Compared with use-dagre-layout-2, the distinctive point is not parameter tuning for one algorithm. It is runtime switching between two external hierarchy layout families on the same live graph instance. Compared with layout-tree, the distinctive point is not built-in tree orientation changes. It is showing that a third-party layout engine can drive relation-graph while preserving slots, minimap support, line-label styling, and the shared viewer shell.
The comparison and rarity records support a conservative summary: this is a strong starting point when a project needs fixed-mode bootstrapping, live-tree-to-D3 hierarchy rebuild, runtime treemap-versus-pack switching, and geometry writeback in one compact viewer.

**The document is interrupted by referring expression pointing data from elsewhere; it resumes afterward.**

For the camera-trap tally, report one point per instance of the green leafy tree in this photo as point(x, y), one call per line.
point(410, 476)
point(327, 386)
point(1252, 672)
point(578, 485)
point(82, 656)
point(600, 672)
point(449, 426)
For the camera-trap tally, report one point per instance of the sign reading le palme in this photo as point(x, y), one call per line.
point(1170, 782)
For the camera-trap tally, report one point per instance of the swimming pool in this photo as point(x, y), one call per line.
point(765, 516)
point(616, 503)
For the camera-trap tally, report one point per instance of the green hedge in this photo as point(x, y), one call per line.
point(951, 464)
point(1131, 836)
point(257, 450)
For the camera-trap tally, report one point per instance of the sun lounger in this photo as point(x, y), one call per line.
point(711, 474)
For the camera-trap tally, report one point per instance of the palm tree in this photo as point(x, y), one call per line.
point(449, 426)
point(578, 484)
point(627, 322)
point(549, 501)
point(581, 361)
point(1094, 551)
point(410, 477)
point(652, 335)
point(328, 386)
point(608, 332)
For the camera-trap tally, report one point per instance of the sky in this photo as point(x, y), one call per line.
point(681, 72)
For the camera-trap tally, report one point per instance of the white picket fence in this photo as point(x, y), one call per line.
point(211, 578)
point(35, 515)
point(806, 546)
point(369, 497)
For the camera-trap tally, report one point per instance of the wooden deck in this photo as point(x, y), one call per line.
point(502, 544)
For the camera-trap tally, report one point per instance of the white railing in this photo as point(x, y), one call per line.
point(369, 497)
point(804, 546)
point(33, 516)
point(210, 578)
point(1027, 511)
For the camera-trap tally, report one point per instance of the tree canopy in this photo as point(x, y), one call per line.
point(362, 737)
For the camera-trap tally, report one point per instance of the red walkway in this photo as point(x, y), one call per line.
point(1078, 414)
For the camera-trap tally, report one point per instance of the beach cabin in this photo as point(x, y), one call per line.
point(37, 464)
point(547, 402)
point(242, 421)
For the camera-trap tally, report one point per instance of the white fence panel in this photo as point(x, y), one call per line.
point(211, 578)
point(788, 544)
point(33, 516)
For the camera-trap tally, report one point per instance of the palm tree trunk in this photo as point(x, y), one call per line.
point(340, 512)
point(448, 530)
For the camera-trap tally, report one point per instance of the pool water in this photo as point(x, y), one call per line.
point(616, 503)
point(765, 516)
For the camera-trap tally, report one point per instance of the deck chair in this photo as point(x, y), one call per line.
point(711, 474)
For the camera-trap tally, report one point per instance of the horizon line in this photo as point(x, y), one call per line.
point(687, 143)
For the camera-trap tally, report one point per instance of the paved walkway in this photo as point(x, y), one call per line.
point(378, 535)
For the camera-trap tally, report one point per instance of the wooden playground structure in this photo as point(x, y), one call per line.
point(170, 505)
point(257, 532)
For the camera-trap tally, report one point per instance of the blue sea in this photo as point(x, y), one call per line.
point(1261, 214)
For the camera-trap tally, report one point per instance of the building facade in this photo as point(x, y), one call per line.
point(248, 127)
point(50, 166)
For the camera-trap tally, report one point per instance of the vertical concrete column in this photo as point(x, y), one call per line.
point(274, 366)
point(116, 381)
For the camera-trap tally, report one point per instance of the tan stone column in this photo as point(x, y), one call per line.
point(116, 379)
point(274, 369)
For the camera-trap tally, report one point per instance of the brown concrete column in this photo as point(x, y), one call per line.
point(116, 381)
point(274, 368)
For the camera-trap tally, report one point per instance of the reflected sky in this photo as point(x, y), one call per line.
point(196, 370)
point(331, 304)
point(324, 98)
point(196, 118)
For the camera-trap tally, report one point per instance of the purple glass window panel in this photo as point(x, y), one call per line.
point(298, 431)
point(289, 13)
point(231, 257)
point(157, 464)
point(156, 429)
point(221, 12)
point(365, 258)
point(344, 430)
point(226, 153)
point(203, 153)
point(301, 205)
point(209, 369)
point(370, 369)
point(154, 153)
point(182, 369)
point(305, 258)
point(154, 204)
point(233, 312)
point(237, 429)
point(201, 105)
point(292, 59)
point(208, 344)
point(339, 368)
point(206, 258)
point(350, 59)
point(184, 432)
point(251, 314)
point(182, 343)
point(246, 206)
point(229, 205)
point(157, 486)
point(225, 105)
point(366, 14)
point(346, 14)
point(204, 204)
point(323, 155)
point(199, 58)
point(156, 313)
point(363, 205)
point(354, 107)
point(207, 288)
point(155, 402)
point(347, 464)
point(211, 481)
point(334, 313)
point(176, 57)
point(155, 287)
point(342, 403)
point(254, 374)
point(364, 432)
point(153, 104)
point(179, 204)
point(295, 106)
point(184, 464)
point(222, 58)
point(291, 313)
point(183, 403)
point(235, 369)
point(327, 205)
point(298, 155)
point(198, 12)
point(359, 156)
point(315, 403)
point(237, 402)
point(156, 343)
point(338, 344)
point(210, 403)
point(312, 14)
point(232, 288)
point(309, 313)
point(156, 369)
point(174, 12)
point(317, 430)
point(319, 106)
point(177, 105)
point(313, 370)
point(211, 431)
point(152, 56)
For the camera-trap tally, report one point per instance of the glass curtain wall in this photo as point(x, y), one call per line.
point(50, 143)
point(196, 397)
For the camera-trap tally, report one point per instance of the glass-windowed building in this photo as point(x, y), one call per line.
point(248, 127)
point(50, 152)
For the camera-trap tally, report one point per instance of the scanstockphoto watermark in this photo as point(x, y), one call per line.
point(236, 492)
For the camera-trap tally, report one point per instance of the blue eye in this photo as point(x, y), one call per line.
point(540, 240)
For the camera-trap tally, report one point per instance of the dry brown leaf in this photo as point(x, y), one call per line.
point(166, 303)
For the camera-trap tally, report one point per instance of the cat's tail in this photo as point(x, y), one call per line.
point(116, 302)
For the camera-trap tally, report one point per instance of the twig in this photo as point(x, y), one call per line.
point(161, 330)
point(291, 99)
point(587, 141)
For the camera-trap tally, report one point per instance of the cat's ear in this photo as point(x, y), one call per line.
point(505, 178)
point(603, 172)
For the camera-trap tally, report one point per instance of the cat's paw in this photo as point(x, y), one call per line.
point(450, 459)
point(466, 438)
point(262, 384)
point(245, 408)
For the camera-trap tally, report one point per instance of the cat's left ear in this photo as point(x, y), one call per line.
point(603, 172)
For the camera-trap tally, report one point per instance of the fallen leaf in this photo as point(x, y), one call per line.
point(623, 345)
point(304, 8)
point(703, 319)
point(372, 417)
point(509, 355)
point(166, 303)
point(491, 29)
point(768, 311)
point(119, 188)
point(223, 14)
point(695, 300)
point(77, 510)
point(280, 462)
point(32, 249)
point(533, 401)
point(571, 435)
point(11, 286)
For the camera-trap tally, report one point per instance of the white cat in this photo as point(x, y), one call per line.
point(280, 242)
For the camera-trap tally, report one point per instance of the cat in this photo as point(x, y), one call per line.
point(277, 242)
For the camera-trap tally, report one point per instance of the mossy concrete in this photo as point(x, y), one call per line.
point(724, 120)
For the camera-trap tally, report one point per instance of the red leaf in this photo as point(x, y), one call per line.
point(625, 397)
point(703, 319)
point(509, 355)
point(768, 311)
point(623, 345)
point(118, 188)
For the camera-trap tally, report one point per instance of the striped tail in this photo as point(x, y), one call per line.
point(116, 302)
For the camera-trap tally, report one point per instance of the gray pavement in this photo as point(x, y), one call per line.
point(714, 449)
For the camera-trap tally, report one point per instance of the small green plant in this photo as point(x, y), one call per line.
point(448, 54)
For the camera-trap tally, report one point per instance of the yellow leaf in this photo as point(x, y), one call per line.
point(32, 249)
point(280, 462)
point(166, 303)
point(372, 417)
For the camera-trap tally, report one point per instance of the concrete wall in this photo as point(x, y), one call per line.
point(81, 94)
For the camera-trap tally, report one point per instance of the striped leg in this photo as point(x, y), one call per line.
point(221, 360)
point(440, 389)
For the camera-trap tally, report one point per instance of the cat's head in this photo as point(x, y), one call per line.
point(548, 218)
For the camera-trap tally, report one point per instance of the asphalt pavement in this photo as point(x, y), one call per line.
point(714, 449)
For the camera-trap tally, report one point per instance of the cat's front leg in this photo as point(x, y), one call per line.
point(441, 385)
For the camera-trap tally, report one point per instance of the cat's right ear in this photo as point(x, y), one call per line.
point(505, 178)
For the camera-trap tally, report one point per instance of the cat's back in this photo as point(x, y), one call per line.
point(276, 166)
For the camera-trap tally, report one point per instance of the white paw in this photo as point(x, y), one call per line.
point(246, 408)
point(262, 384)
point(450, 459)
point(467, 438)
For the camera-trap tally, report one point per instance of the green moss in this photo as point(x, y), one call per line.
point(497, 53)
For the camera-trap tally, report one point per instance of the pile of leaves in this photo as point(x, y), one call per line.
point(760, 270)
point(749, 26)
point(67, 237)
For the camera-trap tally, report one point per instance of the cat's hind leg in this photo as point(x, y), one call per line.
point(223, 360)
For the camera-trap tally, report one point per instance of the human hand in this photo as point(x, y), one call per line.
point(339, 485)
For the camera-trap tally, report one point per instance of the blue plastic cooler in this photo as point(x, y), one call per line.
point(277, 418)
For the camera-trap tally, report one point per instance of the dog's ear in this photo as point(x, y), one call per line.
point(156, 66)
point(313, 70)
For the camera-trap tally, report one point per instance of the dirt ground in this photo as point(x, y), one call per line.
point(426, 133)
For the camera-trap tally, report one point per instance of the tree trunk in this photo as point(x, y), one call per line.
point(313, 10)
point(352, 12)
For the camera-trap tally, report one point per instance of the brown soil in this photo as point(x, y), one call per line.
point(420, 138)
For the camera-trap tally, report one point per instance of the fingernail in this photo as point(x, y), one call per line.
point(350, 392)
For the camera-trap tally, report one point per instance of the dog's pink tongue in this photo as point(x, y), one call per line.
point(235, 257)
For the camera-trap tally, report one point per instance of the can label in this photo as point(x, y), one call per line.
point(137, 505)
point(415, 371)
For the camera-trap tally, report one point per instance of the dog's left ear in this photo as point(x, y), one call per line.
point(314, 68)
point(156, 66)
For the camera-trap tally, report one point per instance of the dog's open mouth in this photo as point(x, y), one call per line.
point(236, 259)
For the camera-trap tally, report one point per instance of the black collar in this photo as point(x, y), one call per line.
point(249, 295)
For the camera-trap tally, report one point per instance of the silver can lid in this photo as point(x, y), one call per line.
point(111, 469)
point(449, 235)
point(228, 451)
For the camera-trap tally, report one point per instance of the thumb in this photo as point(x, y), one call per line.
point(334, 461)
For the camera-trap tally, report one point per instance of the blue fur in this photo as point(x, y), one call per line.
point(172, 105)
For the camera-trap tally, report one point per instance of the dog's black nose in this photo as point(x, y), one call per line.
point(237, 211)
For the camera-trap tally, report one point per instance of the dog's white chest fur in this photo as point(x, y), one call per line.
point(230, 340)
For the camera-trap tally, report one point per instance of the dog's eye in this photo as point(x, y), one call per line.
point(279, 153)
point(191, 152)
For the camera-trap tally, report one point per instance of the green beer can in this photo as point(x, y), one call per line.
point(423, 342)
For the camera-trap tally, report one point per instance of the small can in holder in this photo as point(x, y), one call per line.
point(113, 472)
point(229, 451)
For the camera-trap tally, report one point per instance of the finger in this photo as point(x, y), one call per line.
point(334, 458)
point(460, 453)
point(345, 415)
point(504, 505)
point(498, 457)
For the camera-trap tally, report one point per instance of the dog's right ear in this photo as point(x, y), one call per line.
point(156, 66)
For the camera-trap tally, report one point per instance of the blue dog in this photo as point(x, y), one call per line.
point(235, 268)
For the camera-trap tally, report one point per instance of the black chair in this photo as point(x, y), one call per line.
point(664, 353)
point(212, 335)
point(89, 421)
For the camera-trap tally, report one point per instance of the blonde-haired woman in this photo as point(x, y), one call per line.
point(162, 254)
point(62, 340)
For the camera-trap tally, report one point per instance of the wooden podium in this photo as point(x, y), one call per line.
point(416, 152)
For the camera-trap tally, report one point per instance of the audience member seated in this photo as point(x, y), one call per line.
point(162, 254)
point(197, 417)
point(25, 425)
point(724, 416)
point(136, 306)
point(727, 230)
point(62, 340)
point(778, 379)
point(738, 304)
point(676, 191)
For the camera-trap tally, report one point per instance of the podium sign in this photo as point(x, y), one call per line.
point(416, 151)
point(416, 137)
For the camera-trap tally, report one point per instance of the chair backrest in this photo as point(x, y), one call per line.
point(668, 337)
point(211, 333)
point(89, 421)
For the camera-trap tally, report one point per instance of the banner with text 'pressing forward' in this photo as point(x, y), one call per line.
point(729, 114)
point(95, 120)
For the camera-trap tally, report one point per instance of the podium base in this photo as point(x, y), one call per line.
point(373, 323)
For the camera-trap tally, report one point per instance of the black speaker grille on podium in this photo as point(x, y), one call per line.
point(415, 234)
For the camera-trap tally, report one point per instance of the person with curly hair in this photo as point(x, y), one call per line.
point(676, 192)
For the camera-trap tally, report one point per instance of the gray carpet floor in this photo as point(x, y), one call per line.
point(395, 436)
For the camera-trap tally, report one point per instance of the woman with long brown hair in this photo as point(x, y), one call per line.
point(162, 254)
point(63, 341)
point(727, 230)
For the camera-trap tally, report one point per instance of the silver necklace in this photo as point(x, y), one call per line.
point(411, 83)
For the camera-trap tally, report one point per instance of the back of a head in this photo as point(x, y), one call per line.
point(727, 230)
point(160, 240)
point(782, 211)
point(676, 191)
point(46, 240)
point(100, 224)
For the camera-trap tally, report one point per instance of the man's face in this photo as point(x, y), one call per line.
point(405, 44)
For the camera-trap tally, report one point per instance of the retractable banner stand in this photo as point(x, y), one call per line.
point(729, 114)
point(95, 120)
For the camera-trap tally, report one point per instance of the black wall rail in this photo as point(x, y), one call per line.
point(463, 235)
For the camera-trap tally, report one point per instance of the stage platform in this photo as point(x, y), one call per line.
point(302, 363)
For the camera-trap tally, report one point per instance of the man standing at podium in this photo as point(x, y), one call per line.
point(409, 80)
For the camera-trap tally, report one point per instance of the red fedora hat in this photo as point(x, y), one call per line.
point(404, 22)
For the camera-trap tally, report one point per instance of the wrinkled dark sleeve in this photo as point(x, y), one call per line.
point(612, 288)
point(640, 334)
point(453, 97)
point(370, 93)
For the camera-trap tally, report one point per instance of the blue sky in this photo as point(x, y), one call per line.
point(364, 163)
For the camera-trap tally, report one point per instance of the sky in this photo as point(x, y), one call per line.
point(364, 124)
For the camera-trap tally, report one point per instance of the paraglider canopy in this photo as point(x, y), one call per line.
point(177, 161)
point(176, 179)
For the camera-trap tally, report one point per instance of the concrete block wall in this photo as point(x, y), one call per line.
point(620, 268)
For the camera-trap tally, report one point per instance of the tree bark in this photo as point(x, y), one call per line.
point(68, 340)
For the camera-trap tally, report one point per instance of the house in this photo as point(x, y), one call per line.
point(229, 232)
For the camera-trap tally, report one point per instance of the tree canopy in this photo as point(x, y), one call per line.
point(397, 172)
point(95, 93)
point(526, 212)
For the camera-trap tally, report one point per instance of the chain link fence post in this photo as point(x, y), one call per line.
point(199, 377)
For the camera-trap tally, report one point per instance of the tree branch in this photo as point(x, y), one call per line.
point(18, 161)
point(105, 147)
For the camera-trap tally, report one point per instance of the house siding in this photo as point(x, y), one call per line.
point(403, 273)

It should not be described as the only external-layout demo or as a general editor example.
Where Else This Pattern Applies
This pattern transfers well to applications that already have hierarchical data but want more than relation-graph’s built-in layouts for node geometry. Examples include category explorers, storage or folder overviews, portfolio breakdowns, capability maps, and organization summaries where the same hierarchy may need both packed and boxed presentations.
It is also useful as an integration template. Teams can keep relation-graph for node slots, overlays, canvas behavior, and navigation, while swapping in another hierarchy engine that computes coordinates and sizes externally before writing them back into the live graph.